Soon after, a man with multiple weapons reportedly entered the salon and opened fire. Eight people were killed and one was wounded; Segall was one of the lucky ones that day.Peggy Wells, RN
Fight or flight
Segall returned to the salon as soon as he found out about the shooting.
“It was absolute havoc,” he said. “Once you’ve been through a couple of [emergency] codes, because of nursing, I recognized they were in shock. It was heartbreaking; like looking at zombies. It was a sad, sad day.”
After the tragedy, Segall stepped in to help with practical tasks such as picking up the salon mail. He told people to return to work and not to feel guilty.
“I kind of became the dad,” Segall said. “These people need some help. I don’t know how I would’ve gotten through it without my nursing.”
Co-workers vented to Segall about jumping through emotions like feeling denial, upset, and angry.
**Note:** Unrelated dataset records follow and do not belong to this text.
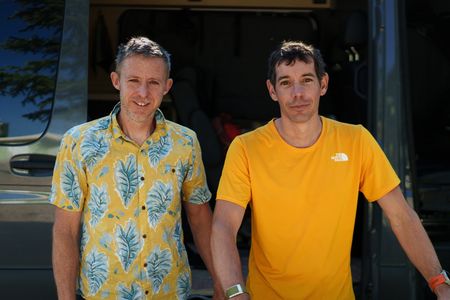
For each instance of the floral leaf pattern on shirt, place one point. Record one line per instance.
(183, 286)
(200, 195)
(178, 237)
(119, 207)
(129, 244)
(98, 204)
(126, 179)
(158, 200)
(93, 148)
(159, 263)
(52, 197)
(159, 150)
(96, 270)
(182, 170)
(70, 185)
(84, 237)
(134, 293)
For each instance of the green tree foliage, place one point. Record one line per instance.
(39, 40)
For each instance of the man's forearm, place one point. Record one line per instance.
(65, 265)
(415, 242)
(226, 258)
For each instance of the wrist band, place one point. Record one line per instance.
(235, 290)
(437, 280)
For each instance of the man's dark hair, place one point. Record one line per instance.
(141, 46)
(291, 51)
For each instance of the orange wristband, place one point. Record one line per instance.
(437, 280)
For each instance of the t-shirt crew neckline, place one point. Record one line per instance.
(289, 147)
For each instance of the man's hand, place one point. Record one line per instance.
(443, 292)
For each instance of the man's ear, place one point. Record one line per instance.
(115, 80)
(169, 84)
(271, 90)
(324, 84)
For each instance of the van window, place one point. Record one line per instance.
(29, 52)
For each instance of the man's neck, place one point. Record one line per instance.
(300, 135)
(136, 131)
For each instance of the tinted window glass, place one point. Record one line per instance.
(29, 51)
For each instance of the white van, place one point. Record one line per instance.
(389, 66)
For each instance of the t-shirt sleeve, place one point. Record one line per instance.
(377, 176)
(69, 186)
(235, 184)
(195, 188)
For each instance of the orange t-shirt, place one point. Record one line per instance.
(303, 203)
He explained the Kubler-Ross stages of grief and how they have to work through these stages even though they can jump back and forth through them.
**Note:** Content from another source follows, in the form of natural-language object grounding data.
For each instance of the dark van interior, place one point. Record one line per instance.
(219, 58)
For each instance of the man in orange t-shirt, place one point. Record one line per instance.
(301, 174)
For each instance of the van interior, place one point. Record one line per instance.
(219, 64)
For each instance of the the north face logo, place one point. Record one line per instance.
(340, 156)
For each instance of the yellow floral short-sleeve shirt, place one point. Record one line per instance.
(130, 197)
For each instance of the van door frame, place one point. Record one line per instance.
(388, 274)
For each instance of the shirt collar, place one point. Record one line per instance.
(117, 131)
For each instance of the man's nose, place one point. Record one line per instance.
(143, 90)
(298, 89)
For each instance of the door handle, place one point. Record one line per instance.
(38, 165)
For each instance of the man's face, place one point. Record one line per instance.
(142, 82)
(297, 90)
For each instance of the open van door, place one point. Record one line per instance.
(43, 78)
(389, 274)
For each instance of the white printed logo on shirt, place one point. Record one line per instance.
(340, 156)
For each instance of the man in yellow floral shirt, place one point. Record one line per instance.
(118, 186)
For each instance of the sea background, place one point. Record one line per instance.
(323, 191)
“They would say, ‘Oh my God, this makes so much sense now’,” Segall said.
Theory becomes practice
Wells said the Kubler-Ross theory is still taught to LBCC nursing students. It relates to death and the grieving process, but can be applied to the loss of anything.
“It is important for nursing students to understand their feelings as they apply to healthcare and their patients,” Wells explained. “They need to acknowledge that they will experience grief when patients die, and they need to understand the feelings and accompanying behaviors patients and family are experiencing.”
Segall bounces through the stages of grief himself and is sometimes “downright angry.” At the time of his interview, he thought he was almost to full acceptance and had signed up to start some crisis counseling.
“Now I’m at a point where I’m dealing with my own grief,” Segall said.
Segall has used nursing to help him through many other situations as well, such as the illness and death of his sister and close friends and his condo burning down in 2000.
He has a passion for hospice work, but plans to continue working as a stylist in Seal Beach.
Segall hopes his experience in this tragedy can help others.
“Thank God for Elisabeth Kubler-Ross,” he said. “It should be required reading for every high school student.”